UNSW researchers have discovered a method for disrupting the spread of ovarian cancer, by blocking receptors present on the surface of cancer cells.
The discovery has raised hopes that a drug that targets the receptors and stops the cancer will soon be developed. The findings are published today in the journal Oncotarget.
With no early detection test and a lack of obvious symptoms in the early stages of ovarian cancer, women are usually diagnosed late after the cancer has spread to other organs in the body. Survival rates for ovarian cancer remain at around 40%, with the disease killing 150,000 women worldwide every year.
Very little is known about how and why ovarian cancer spreads and researchers say this is due, in part, to a lack of understanding of the key genes and molecules that initiate and control the progression and growth of ovarian cancer.
That is slowly changing thanks to pioneering work by researchers at UNSW’s Lowy Cancer Research Centre and their international partners.
In their latest study, the UNSW team found tissue sections taken from ovarian cancer patients had a significantly higher expression of the receptor molecule, Ror2, than tissue sections taken from benign samples.
It has previously been shown that its ‘sister receptor’, Ror1, is also abnormally expressed in ovarian cancer patients and associated with poor survival.
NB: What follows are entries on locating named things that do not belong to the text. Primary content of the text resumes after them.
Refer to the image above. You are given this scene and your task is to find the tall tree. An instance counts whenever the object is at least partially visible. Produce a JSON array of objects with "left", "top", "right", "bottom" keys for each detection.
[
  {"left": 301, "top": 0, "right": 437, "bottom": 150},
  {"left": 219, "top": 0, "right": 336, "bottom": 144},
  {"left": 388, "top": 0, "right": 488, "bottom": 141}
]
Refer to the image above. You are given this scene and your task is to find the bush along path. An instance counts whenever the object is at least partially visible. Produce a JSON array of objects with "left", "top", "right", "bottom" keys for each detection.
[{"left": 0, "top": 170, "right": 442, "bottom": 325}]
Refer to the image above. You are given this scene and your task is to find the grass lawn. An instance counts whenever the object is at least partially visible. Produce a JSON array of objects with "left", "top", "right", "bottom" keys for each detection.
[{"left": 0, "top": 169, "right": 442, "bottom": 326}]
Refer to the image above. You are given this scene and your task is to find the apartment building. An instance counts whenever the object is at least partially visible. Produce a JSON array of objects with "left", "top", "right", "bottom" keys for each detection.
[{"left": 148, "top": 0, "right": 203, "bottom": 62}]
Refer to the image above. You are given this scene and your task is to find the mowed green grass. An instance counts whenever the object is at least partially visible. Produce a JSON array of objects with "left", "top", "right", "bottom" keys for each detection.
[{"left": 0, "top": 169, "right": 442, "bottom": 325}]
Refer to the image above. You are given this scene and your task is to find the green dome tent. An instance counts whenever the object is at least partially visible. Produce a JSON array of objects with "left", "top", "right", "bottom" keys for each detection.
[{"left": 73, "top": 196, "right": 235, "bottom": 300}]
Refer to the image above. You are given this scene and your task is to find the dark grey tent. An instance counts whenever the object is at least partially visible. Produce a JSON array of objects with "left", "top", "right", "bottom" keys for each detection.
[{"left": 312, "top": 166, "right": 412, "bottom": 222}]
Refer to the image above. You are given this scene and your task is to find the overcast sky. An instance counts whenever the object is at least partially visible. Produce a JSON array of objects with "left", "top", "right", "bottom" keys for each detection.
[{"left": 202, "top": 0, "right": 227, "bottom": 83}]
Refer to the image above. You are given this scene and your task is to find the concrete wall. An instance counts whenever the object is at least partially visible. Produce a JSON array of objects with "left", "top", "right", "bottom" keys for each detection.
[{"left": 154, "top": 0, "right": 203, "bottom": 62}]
The team also established that concurrently silencing both receptors had a strong inhibitory effect on the proliferation, migration and invasion of the cancer cells.
Lead author, Dr Caroline Ford, said the discovery is exciting because the receptor molecules identified seem to be expressed universally in all epithelial ovarian cancer patients, not just those with hereditary ovarian cancer.
“Some drugs are showing promise as a treatment for patients with hereditary ovarian cancer, however this group makes up only 15% of all ovarian cancer patients,” said Dr Ford from UNSW’s Lowy Cancer Research Centre.
“For the majority of patients with ovarian cancer, treatment options have made little progress over the past 30 years and there are currently no targeted therapies available.
“Personalised medicine is about targeting treatment to an individual’s particular genetic profile, and unlike other cancer types such as breast, this is still very much in its infancy in ovarian cancer treatment.”
Researchers believe the Ror ‘family’ of receptor molecules are attractive drug targets for three reasons. First, the receptors are not usually present in normal adult tissues which means that any drug therapy will likely have few side effects. Second, the location of the receptors on the outer surface of cancer cells means they can be easily accessed by drugs. Third, Ror1 and Ror2 are a specific type of receptor that controls many other genes, and other members of this specific class of receptors have been successfully targeted for cancer therapies. The cancer drugs Herceptin, Gleevec and Iressa all target receptors of this class.
Separate research has also found that the Ror2 receptor is associated with unfavourable prognosis and tumour progression in cervical cancer. Dr Ford and her team are currently investigating the role of these receptors in endometrial cancer.
The researchers believe the combination of their latest study and others suggests that in all gynaecological cancers both Ror1 and Ror2 may be over-expressed, and is important for disease progression.
Dr Ford believes it is imperative that the relationship of the two receptors is investigated, to further understand their individual and combined roles in the progression and spread of ovarian cancer.
“Once we better understand the roles of these receptors we will be in a position to develop a drug to target these receptors and hopefully halt ovarian cancer in its tracks,” Dr Ford said.
The UNSW study focused on epithelial ovarian cancer which is the most common type making up about 90% of tumours of the ovary. Rarer types of ovarian cancer include germ cell tumours (cancer of the egg making cells of the ovary) and sarcomas.
The research was made possible as a result of funding from the Ovarian Cancer Research Foundation.